HipHop. Das war mal vor langer Zeit ein Ausdruck bzw. Alternative der Jugend gegen Gewalt und soziale Missstände, gerade in Gegenden des Elends, Arbeitslosigkeit und Drogen. Für viele Amerikaner und auch Europäer scheint das weit weg zu sein. Die Pop & Glamourwelt hat Gefallen an HipHop gefunden – aber ist es auch umgekehrt wirklich so? Oft gab es schon Diskussionen, das diese Kultur ihre Seele verkauft haben – ihre Wurzeln aus den Augen verloren haben. Der oft beschworene „Keep it Real“- Faktor in tiefer Verbundenheit mit den Ursprungsgedanken der Revolution scheint oft zwischen Champus und R’n’B-Handtäschchen-Raves versunken zu sein. Die Gegenthese müsste somit heissen, dass in wirklich armen Ländern der HipHop aufleben bzw. weiterleben müsste. Brasilien hat mit seinen Baile-Funk zumindest eine musikalischen Slum & Kultur-Revolte. Aber wie definiert Afrika im Jahr 2007 HipHop für sich?
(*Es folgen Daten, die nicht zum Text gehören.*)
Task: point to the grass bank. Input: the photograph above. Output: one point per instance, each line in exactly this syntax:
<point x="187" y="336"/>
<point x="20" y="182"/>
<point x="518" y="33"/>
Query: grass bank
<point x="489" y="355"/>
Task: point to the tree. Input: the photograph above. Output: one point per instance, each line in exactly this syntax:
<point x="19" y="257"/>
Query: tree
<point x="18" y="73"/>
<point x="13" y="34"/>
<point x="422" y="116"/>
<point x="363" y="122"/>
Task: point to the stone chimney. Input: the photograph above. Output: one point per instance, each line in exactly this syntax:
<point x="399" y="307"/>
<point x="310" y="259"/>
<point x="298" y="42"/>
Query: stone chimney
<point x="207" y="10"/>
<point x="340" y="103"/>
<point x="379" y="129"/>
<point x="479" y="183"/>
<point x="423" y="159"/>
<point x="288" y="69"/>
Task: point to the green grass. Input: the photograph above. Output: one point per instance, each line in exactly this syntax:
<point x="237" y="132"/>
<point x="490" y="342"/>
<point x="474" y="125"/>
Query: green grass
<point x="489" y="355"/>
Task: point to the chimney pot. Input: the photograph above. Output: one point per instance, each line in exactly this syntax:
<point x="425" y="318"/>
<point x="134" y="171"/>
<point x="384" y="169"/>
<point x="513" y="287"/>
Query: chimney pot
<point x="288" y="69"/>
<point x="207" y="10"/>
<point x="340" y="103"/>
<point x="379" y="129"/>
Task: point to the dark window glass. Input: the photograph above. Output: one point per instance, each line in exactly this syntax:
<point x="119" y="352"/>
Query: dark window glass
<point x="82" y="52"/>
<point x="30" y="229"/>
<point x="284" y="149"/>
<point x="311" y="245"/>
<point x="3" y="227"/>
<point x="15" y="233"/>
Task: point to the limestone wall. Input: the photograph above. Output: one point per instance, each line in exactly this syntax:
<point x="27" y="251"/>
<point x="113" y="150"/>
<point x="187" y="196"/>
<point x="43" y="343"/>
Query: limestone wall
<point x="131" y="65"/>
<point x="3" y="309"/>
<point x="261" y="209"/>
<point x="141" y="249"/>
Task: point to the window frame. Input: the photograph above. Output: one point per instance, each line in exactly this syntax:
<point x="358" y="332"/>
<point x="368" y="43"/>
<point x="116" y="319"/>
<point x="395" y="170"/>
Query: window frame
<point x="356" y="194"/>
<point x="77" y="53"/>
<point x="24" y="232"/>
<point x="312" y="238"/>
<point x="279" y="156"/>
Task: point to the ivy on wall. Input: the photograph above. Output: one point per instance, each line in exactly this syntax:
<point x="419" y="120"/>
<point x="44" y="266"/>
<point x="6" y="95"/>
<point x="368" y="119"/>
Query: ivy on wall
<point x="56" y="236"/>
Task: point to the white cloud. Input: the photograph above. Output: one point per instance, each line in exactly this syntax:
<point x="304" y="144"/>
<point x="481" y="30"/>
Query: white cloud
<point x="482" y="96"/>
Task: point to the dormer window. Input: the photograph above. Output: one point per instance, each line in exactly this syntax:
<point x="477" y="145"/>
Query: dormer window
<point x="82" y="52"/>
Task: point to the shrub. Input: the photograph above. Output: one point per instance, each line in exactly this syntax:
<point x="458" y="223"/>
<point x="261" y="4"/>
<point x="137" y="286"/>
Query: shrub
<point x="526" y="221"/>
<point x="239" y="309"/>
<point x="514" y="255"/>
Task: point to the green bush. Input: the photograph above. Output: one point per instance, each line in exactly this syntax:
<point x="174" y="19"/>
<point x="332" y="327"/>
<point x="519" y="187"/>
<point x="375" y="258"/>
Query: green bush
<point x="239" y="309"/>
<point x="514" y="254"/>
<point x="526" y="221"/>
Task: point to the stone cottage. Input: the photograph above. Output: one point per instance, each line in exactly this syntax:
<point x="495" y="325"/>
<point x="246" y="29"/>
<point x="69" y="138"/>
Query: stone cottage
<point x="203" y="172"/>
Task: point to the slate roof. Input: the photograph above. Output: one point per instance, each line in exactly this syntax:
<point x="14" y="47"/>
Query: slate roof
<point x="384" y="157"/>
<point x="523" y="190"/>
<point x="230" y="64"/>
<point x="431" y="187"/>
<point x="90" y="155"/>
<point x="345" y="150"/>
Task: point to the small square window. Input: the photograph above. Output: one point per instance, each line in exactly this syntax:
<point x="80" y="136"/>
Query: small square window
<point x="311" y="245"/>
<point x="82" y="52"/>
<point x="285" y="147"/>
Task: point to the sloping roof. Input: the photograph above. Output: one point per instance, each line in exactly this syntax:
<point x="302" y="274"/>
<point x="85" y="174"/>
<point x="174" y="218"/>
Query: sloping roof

Wenn man ehrlich ist, gibt es viel zu wenig Information über Musik vom afrikanischen Kontinent. Die breite Öffentlichkeit reduziert automatisch alles vom dritte Welt-Kontinent auf World Music. Dass es aber neben weltweit bekannten Popstars der Weltmusik Youssou N’Dour, Angélique Kidjo oder Miram Makeba auch eine grosse Scharr an Rap-Künstlern, Bands & Produzenten gibt, ist gänzlich unbekannt.
„African Underground – The depths of dakar“ will hier Abhilfe und Aufklärung schaffen.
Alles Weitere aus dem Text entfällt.